People make several mistakes when saving and investing for retirement, and one of the biggest ones is not getting started because they think they need a large sum of money to begin, says Tony Robbins, 54, an inspirational speaker and best-selling author.
Some folks think investing and personal finance are so complex that they “never take the time to figure it out,” he says. His goal with the new book is to “help the average person to cut through all the complexity and all the mythology that is sold to us about how you really can’t manage your own finances, and show them that the best people on earth have given them the guideposts and the steps to go from wherever they are financially to where they truly want to be.”
But his advice isn’t guaranteed to make you money. Even professional investors took different paths to their fortunes.
After researching the new book, Robbins developed what he calls the seven steps to financial freedom. Those are:
Step 1. Make the decision to become an investor, not a consumer. “You don’t want to own an Apple phone, you want to own Apple,” he says.
You have to commit a certain percentage of your income to savings for your financial freedom. Whatever that number is — 10%, 15% — stick to it in good times and bad. Have it taken automatically from your paycheck and put directly into a retirement or savings account.
Step 2. Become an insider on investing. Know the rules of the game. Understand mutual funds and learn what mutual funds beat the market or their benchmark over any 10-year period. Look into the fees you are paying on mutual funds and how that affects your financial future.
He says people also don’t read the fine print on their investments so they don’t realize what fees they are paying. Just like there is compounding growth, there are compounding costs, he says.
If you are only paying 1% in fees, you will probably end up with a lot more in your final nest egg than if you are paying 3% in fees, he says.
He points out that if you had a $100,000 investment and were lucky enough to get 7% annually, paying 1% in fees, you’d have about $574,000 after 30 years. If you paid 3% in fees, you’d only have about $324,000.

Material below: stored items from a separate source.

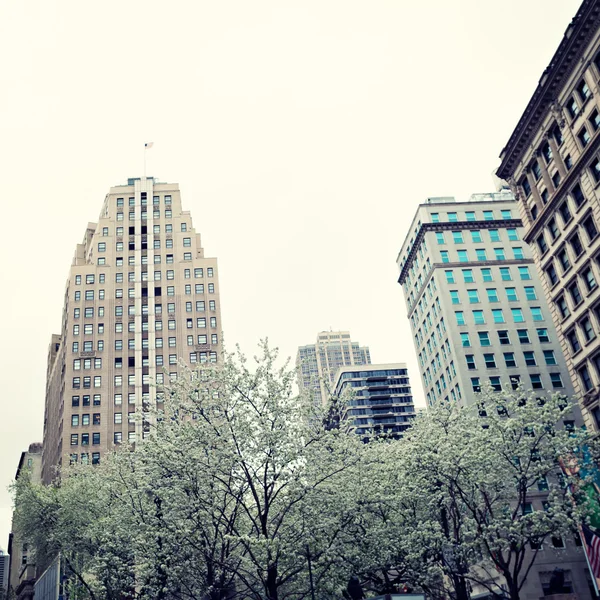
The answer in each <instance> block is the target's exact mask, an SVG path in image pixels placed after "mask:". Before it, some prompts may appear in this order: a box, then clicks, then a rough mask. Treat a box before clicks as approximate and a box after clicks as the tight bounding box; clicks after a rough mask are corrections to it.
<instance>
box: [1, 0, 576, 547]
mask: <svg viewBox="0 0 600 600" xmlns="http://www.w3.org/2000/svg"><path fill="white" fill-rule="evenodd" d="M578 6H579V0H525V1H523V0H504V1H503V2H492V1H490V0H453V1H448V0H420V1H418V2H415V1H410V2H409V1H408V0H371V1H366V0H362V1H358V0H302V1H300V0H296V1H290V0H272V1H271V0H252V1H248V0H221V1H219V2H215V1H214V0H195V1H192V0H187V1H181V0H171V1H170V2H164V1H157V0H127V1H126V2H123V1H122V0H103V2H99V3H90V2H81V1H80V0H7V1H5V2H2V3H0V57H1V58H0V84H1V89H2V93H1V94H0V171H1V172H2V180H1V188H0V189H1V190H2V192H1V193H2V196H3V198H2V224H1V231H2V233H1V234H0V256H1V257H2V261H1V263H0V272H1V275H2V281H3V282H4V286H5V287H4V289H3V293H2V294H0V315H2V318H1V319H0V340H1V342H2V343H1V345H0V378H1V381H2V393H1V396H0V547H3V548H6V546H7V541H8V532H9V530H10V516H11V498H10V495H9V493H8V491H7V490H6V488H7V486H9V485H10V483H11V481H12V478H13V477H14V473H15V471H16V468H17V464H18V461H19V457H20V453H21V452H22V451H23V450H26V449H27V447H28V445H29V444H30V443H32V442H37V441H42V428H43V418H44V417H43V416H44V395H45V372H46V353H47V348H48V344H49V341H50V335H51V334H52V333H56V332H59V331H60V323H61V311H62V304H63V294H64V288H65V282H66V277H67V273H68V269H69V266H70V264H71V259H72V257H73V253H74V250H75V245H76V244H77V243H78V242H80V241H81V239H82V238H83V234H84V232H85V227H86V225H87V223H88V222H90V221H91V222H94V221H96V219H97V217H98V214H99V212H100V208H101V206H102V202H103V200H104V197H105V195H106V193H107V192H108V190H109V188H110V187H111V186H113V185H118V184H122V183H126V180H127V178H128V177H139V176H140V175H141V174H142V173H143V154H144V151H143V148H144V143H145V142H154V147H153V148H152V149H151V150H149V151H148V157H147V159H148V165H147V173H148V175H153V176H155V177H157V178H158V179H159V180H160V181H167V182H176V183H179V184H180V188H181V191H182V203H183V207H184V209H185V210H190V211H191V215H192V219H193V223H194V227H195V228H196V231H198V232H200V233H201V234H202V242H203V246H204V248H205V253H206V256H216V257H218V260H219V271H220V285H221V303H222V304H221V309H222V319H223V329H224V338H225V342H226V345H227V346H228V347H230V348H231V347H233V346H234V345H235V344H237V343H239V344H240V346H241V348H242V350H244V351H245V352H246V353H247V354H253V352H254V351H255V349H256V344H257V343H258V341H259V340H260V339H262V338H268V339H269V341H270V343H271V344H272V345H275V346H278V347H279V348H280V350H281V353H282V355H283V356H292V357H293V356H295V353H296V349H297V347H298V346H299V345H305V344H309V343H313V342H314V341H315V340H316V336H317V333H318V332H319V331H323V330H328V329H330V328H332V329H334V330H336V329H344V330H349V331H350V332H351V335H352V339H353V340H354V341H359V342H360V343H361V344H363V345H368V346H369V347H370V350H371V358H372V360H373V362H407V363H408V368H409V375H410V376H411V379H412V385H413V389H414V393H415V399H416V402H417V404H418V405H423V404H424V402H423V391H422V386H421V381H420V377H419V372H418V368H417V362H416V356H415V351H414V348H413V344H412V338H411V333H410V328H409V323H408V320H407V317H406V309H405V305H404V300H403V297H402V291H401V288H400V286H399V285H398V283H397V278H398V271H397V266H396V257H397V254H398V251H399V250H400V247H401V245H402V242H403V240H404V236H405V235H406V233H407V230H408V227H409V225H410V222H411V219H412V217H413V215H414V212H415V210H416V207H417V205H418V204H419V203H420V202H423V201H425V199H426V198H427V197H431V196H455V197H456V198H458V199H461V200H465V199H467V198H468V197H469V196H470V195H471V194H472V193H476V192H487V191H493V185H494V184H493V181H492V178H491V173H492V172H493V171H494V170H495V168H496V167H497V166H498V164H499V159H498V155H499V154H500V151H501V150H502V148H503V147H504V145H505V144H506V142H507V141H508V138H509V136H510V134H511V133H512V131H513V129H514V127H515V125H516V124H517V122H518V119H519V117H520V116H521V114H522V112H523V110H524V108H525V106H526V103H527V101H528V100H529V98H530V97H531V94H532V93H533V91H534V89H535V87H536V85H537V82H538V80H539V78H540V76H541V74H542V72H543V70H544V69H545V67H546V66H547V64H548V63H549V61H550V58H551V57H552V55H553V53H554V51H555V49H556V48H557V46H558V44H559V43H560V40H561V39H562V35H563V33H564V30H565V29H566V27H567V25H568V24H569V22H570V20H571V18H572V17H573V16H574V15H575V13H576V11H577V8H578Z"/></svg>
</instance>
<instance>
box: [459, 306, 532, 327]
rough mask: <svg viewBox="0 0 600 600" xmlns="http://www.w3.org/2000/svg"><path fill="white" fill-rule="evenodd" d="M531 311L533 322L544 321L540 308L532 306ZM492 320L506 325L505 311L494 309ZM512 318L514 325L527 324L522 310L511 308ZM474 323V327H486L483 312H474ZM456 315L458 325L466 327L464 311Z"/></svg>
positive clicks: (495, 308) (471, 313)
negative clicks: (504, 311)
mask: <svg viewBox="0 0 600 600" xmlns="http://www.w3.org/2000/svg"><path fill="white" fill-rule="evenodd" d="M529 310H530V311H531V319H532V320H533V321H543V320H544V315H543V314H542V309H541V308H540V307H539V306H532V307H530V308H529ZM491 313H492V320H493V322H494V323H506V319H505V317H504V311H503V310H502V309H501V308H494V309H492V311H491ZM510 313H511V317H512V320H513V323H525V315H524V313H523V309H522V308H511V309H510ZM471 314H472V317H473V319H472V322H473V324H474V325H485V323H486V320H485V314H484V311H483V310H472V311H471ZM454 315H455V316H456V323H457V324H458V325H466V324H467V322H466V317H465V313H464V311H462V310H457V311H454Z"/></svg>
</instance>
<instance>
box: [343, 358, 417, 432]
mask: <svg viewBox="0 0 600 600" xmlns="http://www.w3.org/2000/svg"><path fill="white" fill-rule="evenodd" d="M333 390H334V393H335V395H336V396H340V395H342V394H343V392H344V391H345V390H349V391H351V392H352V394H353V396H352V398H351V399H350V400H349V401H348V406H347V407H346V409H345V410H344V414H343V418H344V419H347V420H348V422H349V423H350V427H351V429H352V430H353V431H354V432H355V433H356V434H357V435H360V436H362V438H363V439H364V440H365V441H368V440H369V439H371V438H373V437H375V436H377V435H379V434H381V433H385V434H389V435H392V436H400V435H401V434H402V432H403V431H404V430H405V429H407V428H408V427H409V426H410V421H411V419H413V418H414V416H415V406H414V403H413V397H412V392H411V389H410V381H409V379H408V369H407V368H406V364H404V363H389V364H377V365H363V366H361V367H357V366H349V367H339V368H338V371H337V375H336V376H335V381H334V385H333Z"/></svg>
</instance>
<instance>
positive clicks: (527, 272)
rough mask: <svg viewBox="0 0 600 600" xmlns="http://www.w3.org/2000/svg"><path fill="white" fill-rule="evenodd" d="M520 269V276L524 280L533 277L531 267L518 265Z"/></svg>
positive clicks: (528, 280)
mask: <svg viewBox="0 0 600 600" xmlns="http://www.w3.org/2000/svg"><path fill="white" fill-rule="evenodd" d="M518 269H519V278H520V279H521V280H522V281H529V280H530V279H531V273H530V272H529V267H518Z"/></svg>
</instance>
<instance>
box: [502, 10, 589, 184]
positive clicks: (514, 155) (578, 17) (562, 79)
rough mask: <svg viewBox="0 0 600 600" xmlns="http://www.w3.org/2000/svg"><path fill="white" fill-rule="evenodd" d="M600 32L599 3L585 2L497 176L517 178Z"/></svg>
mask: <svg viewBox="0 0 600 600" xmlns="http://www.w3.org/2000/svg"><path fill="white" fill-rule="evenodd" d="M599 28H600V0H584V1H583V3H582V4H581V6H580V7H579V10H578V11H577V14H576V15H575V17H573V20H572V21H571V23H570V24H569V26H568V27H567V30H566V31H565V34H564V36H563V39H562V41H561V43H560V45H559V46H558V49H557V50H556V52H555V53H554V56H553V57H552V59H551V61H550V64H549V65H548V66H547V67H546V70H545V71H544V73H543V74H542V77H541V79H540V81H539V83H538V86H537V88H536V90H535V92H534V93H533V96H532V97H531V100H529V103H528V104H527V107H526V108H525V111H524V112H523V114H522V116H521V118H520V120H519V123H518V124H517V126H516V128H515V130H514V131H513V133H512V135H511V136H510V139H509V140H508V143H507V144H506V146H505V147H504V148H503V150H502V152H501V153H500V159H501V161H502V162H501V164H500V167H499V168H498V170H497V171H496V173H497V175H498V176H499V177H500V178H501V179H505V180H508V179H509V178H510V177H512V176H513V175H514V173H515V171H516V169H517V166H518V164H519V161H520V160H521V158H522V157H523V155H524V154H525V152H526V151H527V149H528V148H529V146H530V144H531V141H532V138H533V137H534V136H535V135H536V133H537V131H538V130H539V128H540V125H541V124H542V121H543V119H544V118H545V116H546V114H547V113H548V110H549V108H550V107H551V106H552V104H553V103H555V102H557V100H558V97H559V95H560V93H561V91H562V90H563V88H564V87H565V85H566V82H567V79H568V78H569V76H570V75H571V73H572V72H573V71H574V69H575V68H576V66H577V65H578V64H579V62H580V60H581V57H582V54H583V52H584V50H585V48H586V46H587V45H588V43H589V42H590V40H591V37H592V36H593V35H594V34H595V33H596V32H597V31H598V29H599Z"/></svg>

“What you don’t know will hurt you in the financial world. But once you know these things, you’ll be able to take advantage of the system instead of having the system take advantage of you.”
Step 3. Make the game winnable. “Most people have a number that’s so big that they never begin the journey,” Robbins says. Figure out how much money you need for financial security and financial independence. Calculate this and come up with a plan. Look for places you can save more.

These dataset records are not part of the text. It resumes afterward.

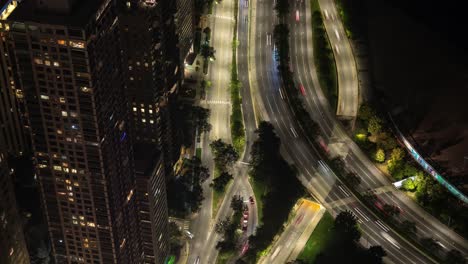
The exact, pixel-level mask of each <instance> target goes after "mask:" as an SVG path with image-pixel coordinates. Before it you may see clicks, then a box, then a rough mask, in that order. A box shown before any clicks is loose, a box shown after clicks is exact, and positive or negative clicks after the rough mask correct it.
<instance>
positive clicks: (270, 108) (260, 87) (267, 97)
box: [257, 47, 284, 138]
mask: <svg viewBox="0 0 468 264" xmlns="http://www.w3.org/2000/svg"><path fill="white" fill-rule="evenodd" d="M258 49H259V47H257V50H258ZM262 61H263V60H261V62H262ZM260 68H266V67H265V66H263V67H259V68H258V69H259V70H260ZM267 76H268V74H267ZM261 81H262V82H264V81H265V80H264V78H261ZM270 81H271V82H275V81H273V80H270ZM271 85H272V83H269V84H266V85H262V84H261V85H260V88H262V87H264V86H267V87H268V86H270V87H271ZM268 94H270V93H267V95H268ZM264 96H265V95H264ZM262 99H264V97H263V98H262ZM267 101H268V96H267ZM266 105H267V106H268V107H266V108H267V109H272V105H276V104H271V103H270V102H268V103H267V104H266ZM273 115H275V114H273ZM275 120H276V118H275ZM283 129H284V126H283ZM280 137H281V136H280ZM281 138H284V137H281Z"/></svg>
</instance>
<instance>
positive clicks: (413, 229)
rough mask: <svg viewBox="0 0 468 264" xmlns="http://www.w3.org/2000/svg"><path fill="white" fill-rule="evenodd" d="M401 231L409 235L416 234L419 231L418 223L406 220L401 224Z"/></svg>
mask: <svg viewBox="0 0 468 264" xmlns="http://www.w3.org/2000/svg"><path fill="white" fill-rule="evenodd" d="M401 229H402V230H404V231H405V232H407V233H409V234H416V233H417V231H418V229H417V228H416V223H414V222H412V221H409V220H405V221H403V222H402V223H401Z"/></svg>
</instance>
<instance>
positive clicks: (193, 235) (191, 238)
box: [185, 230, 194, 239]
mask: <svg viewBox="0 0 468 264" xmlns="http://www.w3.org/2000/svg"><path fill="white" fill-rule="evenodd" d="M185 234H186V235H187V236H188V237H189V238H190V239H192V238H193V237H194V235H193V234H192V233H190V231H188V230H185Z"/></svg>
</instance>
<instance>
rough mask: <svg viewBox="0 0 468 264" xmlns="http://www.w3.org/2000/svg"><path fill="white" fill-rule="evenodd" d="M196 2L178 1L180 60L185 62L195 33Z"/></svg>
mask: <svg viewBox="0 0 468 264" xmlns="http://www.w3.org/2000/svg"><path fill="white" fill-rule="evenodd" d="M194 10H195V3H194V0H177V13H176V25H177V36H178V40H179V45H178V46H179V51H180V59H181V61H182V62H183V61H184V59H185V58H186V57H187V55H188V54H189V51H190V49H191V47H192V43H193V37H194V32H195V21H194V19H195V16H194Z"/></svg>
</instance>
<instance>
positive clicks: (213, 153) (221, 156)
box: [210, 139, 239, 171]
mask: <svg viewBox="0 0 468 264" xmlns="http://www.w3.org/2000/svg"><path fill="white" fill-rule="evenodd" d="M210 147H211V151H212V152H213V154H214V156H215V157H214V161H215V165H216V167H217V168H219V169H220V170H221V171H223V170H225V169H226V168H229V167H231V166H232V165H233V164H234V162H235V161H237V159H239V154H238V153H237V151H236V150H235V149H234V147H233V146H232V145H231V144H227V143H225V142H224V141H222V140H221V139H218V140H215V141H213V142H211V144H210Z"/></svg>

Step 4. Evaluate your asset allocation. “You have to create a bucket list. You have to learn where to put your money to keep it safe and where to put your money to grow it with some risk,” he says. Put your money in different types of investments, such as stocks, bonds, commodities or real estate. Diversify your investments.
Step 5. Create a lifetime income plan. Make sure you won’t run out of income for as long as you live. “Income is all that matters. Assets won’t buy your food. They won’t let you travel. You have to focus on income. The investment community wants you to think about keeping your money in assets.”
Step 6. Invest like the .001%. “That means learn from the very best on earth (Schwab, Icahn, Bogle, Dalio, Forbes and others he interviewed for the book), and what you learn from them apply and you’ll achieve financial security faster than you will any other way.”
Step 7. Just do it, enjoy it and share it. Make a commitment to be wealthy now, not in the future. “Start where you are, and you’ll begin to find out that there’s more than enough.”
Robbins advises people to educate themselves in investing. It’s worth the time, and it’ll pay off. “You master money, or it masters you,” he says.